Vós, pois, ó meu Jesus, morrestes por nós, para que nós todos vivêssemos só para vós e vosso amor! Mas, meu pobre Senhor, permiti que assim vos chame, vós sois tão amável, que chegastes a padecer tanto para ser amado pelos homens; quantos, porém, vos amam? Vejo-os todos interessados em amar, uns as riquezas, outros as honras, estes os prazeres, aqueles os parentes, alguns os amigos, outros até os animais, mas mui poucos os que vos amam verdadeiramente a vós que sois digno de todo o amor. Sim, quão poucos, ó Deus! Entre esses poucos desejo eu estar, apesar de vos ter ofendido pelo passado, amando a lama coo os outros; agora, porém, eu vos amo sobre todas as coisas. Ó meu Jesus, as penas que por mim sofrestes obrigam-me a amar-vos; o que, porém, mais me prende a vós e me arrebata por vós é ver o amor que me demonstrares, padecendo tanto para ser por mim amado.

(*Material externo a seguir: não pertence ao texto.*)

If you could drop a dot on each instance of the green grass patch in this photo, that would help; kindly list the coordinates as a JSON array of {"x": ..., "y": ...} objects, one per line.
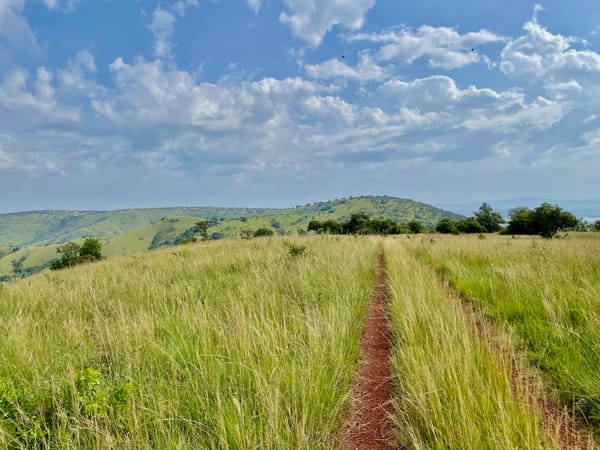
[
  {"x": 548, "y": 291},
  {"x": 454, "y": 390},
  {"x": 230, "y": 344}
]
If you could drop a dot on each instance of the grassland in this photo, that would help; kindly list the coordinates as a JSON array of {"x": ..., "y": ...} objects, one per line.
[
  {"x": 51, "y": 227},
  {"x": 230, "y": 344},
  {"x": 246, "y": 344},
  {"x": 454, "y": 390},
  {"x": 31, "y": 238},
  {"x": 547, "y": 291}
]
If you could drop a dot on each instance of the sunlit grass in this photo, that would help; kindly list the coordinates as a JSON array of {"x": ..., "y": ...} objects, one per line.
[
  {"x": 216, "y": 345},
  {"x": 547, "y": 291},
  {"x": 454, "y": 385}
]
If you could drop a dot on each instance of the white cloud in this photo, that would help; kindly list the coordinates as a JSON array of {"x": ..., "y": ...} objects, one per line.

Sim, ó meu Senhor amabilíssimo, vós vos destes por amor todo a mim; eu por amor me dou todo a vós. Vós morrestes por meu amor e eu por vosso amor quero morrer quando e como vos aprouver. Permiti que eu vos ame e ajudai-me com vossa graça e fazê-lo dignamente.
3. Não há coisa que possa acender mais em nós o fogo do amor divino que a consideração da paixão de Jesus Cristo. São Boaventura diz que as chagas de Jesus Cristo, por serem chagas de amor, são dardos que ferem os corações mais duros e chamas que abrasam os ânimos mais gelados. Uma alma que crê e pensa na paixão do Senhor não poderá ofendê-lo e deixar de amá-lo e mesmo de elanguescer de amor, vendo um Deus quase fora de si por amor de nós. “Vimos a Sabedoria como que enlouquecida pelo excesso de amor”, e diz São Lourenço Justiniano. Por isso os pagãos, segundo o Apóstolo, ouvindo a pregação da paixão de um Deus crucificado, julgavam-na uma loucura.
“Nós pregamos Cristo crucificado, que é para os judeus um escândalo e para os pagãos uma loucura” (1Cor 1,23).
Como é possível, perguntavam, que um Deus onipotente e felicíssimo, como esse que se nos prega, tenha querido morrer por suas criaturas?
Ah, Deus amante apaixonado dos homens, como é possível que uma bondade tão grande e um amor tão forte seja tão mal correspondido pelos homens? Costuma-se dizer que amor com amor se paga: mas o vosso amor com que amor poderá ser pago? Seria necessário que um outro Deus morresse por vós para compensar o amor que nos testemunhastes morrendo por nós. Ó cruz, ó chagas, ó morte de Jesus, vós muito me constrangeis a amá-lo. Ó Deus eterno e infinitamente amável, eu vos amo, eu quero viver só para vós, só para vos agradar. Dizei-me o que quereis de mim, que eu quero fazer tudo. Maria, minha esperança, rogai a Jesus por mim.